Fairland High School (FHS) is a public high school in Proctorville, Ohio, United States. It is the only high school in the Fairland Local School District.

==History==
Fairland High School was formed in 1949 as a consolidation of Proctorville High School and Rome Rural High School. From 1949-1956, students attended school at the former Rome Rural HS. In 1956, a new building was opened adjacent to the Lawrence County Fairgrounds, hence the name "Fairland", and would remain the district's high school until 2002. In 2003, the current building opened and the 1956 building was renovated and transformed into Fairland Middle School.

==Athletics==
Fairland High School is a member of the Ohio Valley Conference (OVC) along with Chesapeake, Coal Grove (Dawson-Bryant), Ironton, Portsmouth, Rock Hill, South Point, Gallia Academy.

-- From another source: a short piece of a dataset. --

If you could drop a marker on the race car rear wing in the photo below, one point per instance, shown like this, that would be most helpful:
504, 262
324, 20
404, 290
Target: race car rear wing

The Dragons and Lady Dragons compete in Baseball, Basketball (Boys and Girls), Cross Country (Boys and Girls), Football, Soccer (Boys and Girls), Softball, Indoor and Outdoor Track & Field (Boys and Girls), Tennis (Boys), Swimming (Girls) Volleyball, and Wrestling.

The Dragons Football Team has won the OVC Championship 12 times (1967, 1972, 1973, 1974, 1975, 1984, 1985, 1993, 1997, 2008, 2013, and 2024) and have advanced to the OHSAA playoffs 9 times (1993, 2003, 2013, 2018, 2020, 2021, 2022, 2023, 2024.) Melvin Cunningham guided the Dragons to their first 2 playoff wins in school history during the 2020 season and an appearance in the division 5 region 19 championship game, finishing the season with a record of 8-2 (the season was shortened due to the COVID-19 pandemic). Cunningham in 2021, and current head coach Michael Jackson in 2024 coached Fairland to their best records in school history of 10-2.

The boys and girls basketball teams have enjoyed a long history of success including multiple conference, district, and regional titles.
The 1961 Dragons Basketball team is known locally as "The Untouchables". The team finished the regular season with a perfect record going on to win the sectional, district, and regional titles before falling in the state semi-final round.

The 2014, 2015, 2023, 2024, 2025, and 2026 Lady Dragons Basketball teams, all of which were coached by Proctorville village councilman Jon Buchanan, captured district and regional titles before falling in the OHSAA State semifinals.

James Carter, who wore no. 60, sustained a brain injury during a game in 1952, while playing Portsmouth East High School. The injury affected his respiratory system and he died. The Fairland Dragons football team retired no. 60 in 2010.